The original series followed Aang, a childish young airbender who learned to own up to his responsibility as the avatar and end a 100-year war. “The Legend of Korra” follows the next avatar after Aang, reborn as a waterbender named Korra.

One thing is for sure, if people decide to watch “The Legend of Korra” as a way to satisfy their need for more “Avatar: The Last Airbender'' content, they can expect to be deeply disappointed. Korra is nothing like Aang.

Korra initially has a headstrong, aggressive personality and her first instinct in any conflict is to attack. She struggles at solving tensions peacefully and understanding opposing perspectives despite it being critical to her responsibility as the avatar. While Aang’s high moral code stopped him from ever taking a life, Korra has no problem killing if she deems it necessary.

A crucial difference between the two is that Aang didn’t want to be the avatar in a world that desperately needed him, whereas Korra idolizes her avatar identity more than anything, despite being told that the world doesn’t need her. It’s because of these differences and how she matures over time that make her a compelling protagonist, rather than merely a copy of Aang. 

Through each season, Korra is broken by her internal and external conflicts, but as she recovers, she learns to be a more compassionate and competent hero. 

A critical flaw of the series is the lack of development of the secondary characters, primarily Korra’s friend group. Mako, Asami and Bolin, although lovable at times, fail to reach the same level of depth and development as Korra. 

One could argue that it’s reasonable for the secondary characters to be less complex than the lead protagonist, yet the original series stood out for its well-crafted characters. Viewers going into “The Legend of Korra” expecting to fall for a group of lovable, layered characters that often steal the spotlight will be very disappointed. 

The best part of the show are the villains. Each of the four seasons center around a specific villain and Korra’s mission to defeat them. What makes this compelling is that none of them have malicious intent. 

Each villain fights for something ideally good to society. They are convinced that what they are doing will bring equality, spirituality, freedom or order. However, every villain goes to extreme lengths to accomplish their goal and does more harm than good.  

Not only do the antagonists stand alone as complex characters, but they allow the hero to grow. Each villain damages Korra’s identity and temporarily breaks her. Rather than Korra developing through her journey with her friends, she develops through her villains. With each season, Korra learns about a new injustice in the world and how to resolve conflict in the best possible way. 

A major problem with the series is the incorporation of technology. The world has changed dramatically since the original series, mainly due to its rapid technological advancements. The lack of realism that comes with technology developing from Aang’s world to Korra’s can often be distracting.

Unlike “Avatar: The Last Airbender”, where the characters have the intention of taking down the same villain throughout its three seasons, each season of “The Legend of Korra” has its own plotline and villain. 

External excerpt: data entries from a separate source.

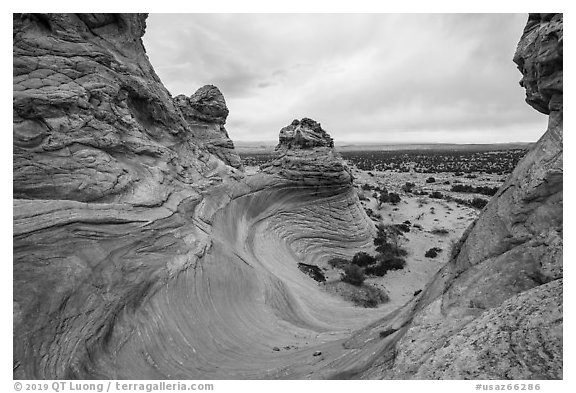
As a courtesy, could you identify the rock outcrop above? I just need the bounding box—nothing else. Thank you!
[13,14,562,379]
[262,118,353,188]
[174,85,242,169]
[13,14,376,379]
[340,14,563,379]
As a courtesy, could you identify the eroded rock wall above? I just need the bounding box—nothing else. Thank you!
[348,14,563,379]
[13,14,375,379]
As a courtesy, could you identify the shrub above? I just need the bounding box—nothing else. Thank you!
[394,223,410,233]
[470,198,488,209]
[342,265,366,286]
[378,189,390,206]
[365,254,406,277]
[352,251,376,267]
[388,192,400,205]
[328,258,350,269]
[374,224,407,256]
[430,228,450,235]
[424,247,442,258]
[402,182,416,192]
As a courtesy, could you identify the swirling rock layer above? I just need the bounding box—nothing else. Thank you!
[13,14,562,379]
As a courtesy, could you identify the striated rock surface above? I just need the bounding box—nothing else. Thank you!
[13,14,377,379]
[13,14,563,379]
[174,85,242,169]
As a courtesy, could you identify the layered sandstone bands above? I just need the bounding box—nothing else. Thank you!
[13,14,562,379]
[262,118,352,189]
[13,14,375,379]
[352,14,563,379]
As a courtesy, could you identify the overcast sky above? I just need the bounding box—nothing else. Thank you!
[144,14,546,144]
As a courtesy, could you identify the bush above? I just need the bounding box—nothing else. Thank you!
[424,247,442,258]
[470,198,488,209]
[430,228,450,235]
[378,190,390,206]
[394,223,410,233]
[365,255,406,277]
[352,251,376,267]
[451,184,498,196]
[374,225,408,259]
[328,258,350,269]
[402,182,416,192]
[342,265,366,286]
[388,192,400,205]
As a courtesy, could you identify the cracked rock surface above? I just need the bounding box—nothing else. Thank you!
[13,14,563,379]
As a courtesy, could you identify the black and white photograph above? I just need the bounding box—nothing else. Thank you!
[10,4,568,392]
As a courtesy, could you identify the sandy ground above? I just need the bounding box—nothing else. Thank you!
[245,167,506,311]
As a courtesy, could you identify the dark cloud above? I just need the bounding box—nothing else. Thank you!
[144,14,546,143]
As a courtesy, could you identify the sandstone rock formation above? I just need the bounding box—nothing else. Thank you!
[13,14,376,379]
[174,85,242,169]
[13,14,562,379]
[262,118,352,188]
[332,14,563,379]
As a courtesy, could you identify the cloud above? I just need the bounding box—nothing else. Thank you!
[144,14,546,143]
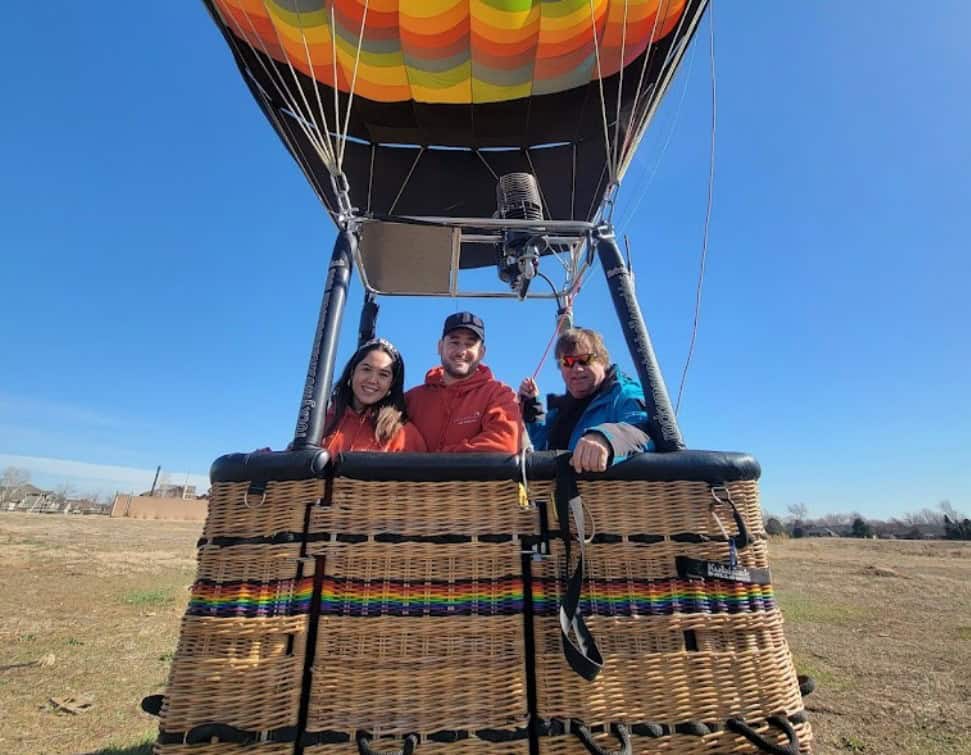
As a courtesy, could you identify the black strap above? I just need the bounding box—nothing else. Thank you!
[571,723,631,755]
[800,674,816,708]
[141,695,165,716]
[725,716,799,755]
[354,729,418,755]
[554,454,603,681]
[164,723,297,745]
[709,484,752,550]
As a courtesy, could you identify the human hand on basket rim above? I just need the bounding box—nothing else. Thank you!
[570,433,610,472]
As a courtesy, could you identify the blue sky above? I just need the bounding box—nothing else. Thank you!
[0,0,971,517]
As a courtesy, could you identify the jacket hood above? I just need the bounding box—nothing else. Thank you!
[425,364,494,393]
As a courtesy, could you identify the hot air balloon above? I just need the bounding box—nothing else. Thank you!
[144,0,811,755]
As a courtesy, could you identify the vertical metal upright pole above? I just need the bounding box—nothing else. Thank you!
[293,230,357,450]
[357,291,381,347]
[595,227,684,451]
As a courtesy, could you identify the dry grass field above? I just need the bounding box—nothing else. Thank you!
[0,513,971,755]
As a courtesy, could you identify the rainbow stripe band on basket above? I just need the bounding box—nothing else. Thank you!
[533,578,776,616]
[320,575,523,616]
[187,577,314,618]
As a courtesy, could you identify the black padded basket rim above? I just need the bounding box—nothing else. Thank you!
[209,449,762,485]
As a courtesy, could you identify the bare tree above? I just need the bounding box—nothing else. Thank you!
[937,498,964,522]
[0,467,30,488]
[786,503,809,522]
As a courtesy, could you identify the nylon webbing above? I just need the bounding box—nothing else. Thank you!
[554,454,603,681]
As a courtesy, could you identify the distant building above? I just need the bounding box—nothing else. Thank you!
[0,483,58,512]
[111,495,209,522]
[139,482,203,500]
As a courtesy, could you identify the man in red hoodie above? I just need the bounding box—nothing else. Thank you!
[405,312,522,454]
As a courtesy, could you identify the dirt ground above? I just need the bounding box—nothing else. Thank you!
[0,513,971,755]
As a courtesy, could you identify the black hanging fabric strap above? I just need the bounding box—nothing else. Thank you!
[354,730,418,755]
[710,485,752,550]
[725,716,799,755]
[554,454,603,681]
[573,724,631,755]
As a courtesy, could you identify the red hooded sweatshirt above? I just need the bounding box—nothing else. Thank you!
[405,364,522,454]
[321,407,427,456]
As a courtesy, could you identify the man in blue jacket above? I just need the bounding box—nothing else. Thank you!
[519,328,654,472]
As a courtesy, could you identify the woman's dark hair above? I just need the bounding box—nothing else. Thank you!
[324,338,408,444]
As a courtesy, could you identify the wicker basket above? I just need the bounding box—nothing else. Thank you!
[156,458,811,755]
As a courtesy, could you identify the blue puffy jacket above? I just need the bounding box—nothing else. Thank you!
[523,365,654,464]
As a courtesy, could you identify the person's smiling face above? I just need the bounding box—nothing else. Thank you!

“The Legend of Korra” was originally supposed to be a one-season show, which is why there is a completed storyline in the first season, and the same concept applied to the second season. On the other hand, the creators knew they were going to get a third and fourth season, which is why the last two seasons have slower storylines. 

This can be seen as a downfall since there’s a lack of consistency with the conflicts. However, instead of a single conflict being the root of the series, Korra’s character journey defines the show. 

For fans of action, the show will not disappoint as practically every episode offers an action-packed fight scene. The incorporation of bending allows for creative uses of action. Watching people bend the elements at each other while using their environment and creativity to best their opponent never gets old. 

Although “The Legend of Korra” is far from perfect, the world-building, action, villains and main character make the experience entirely worth it. If viewers can set aside their love for “Avatar: The Last Airbender,” they will enjoy a beautifully developed character arc and a world that is far more interesting than our own.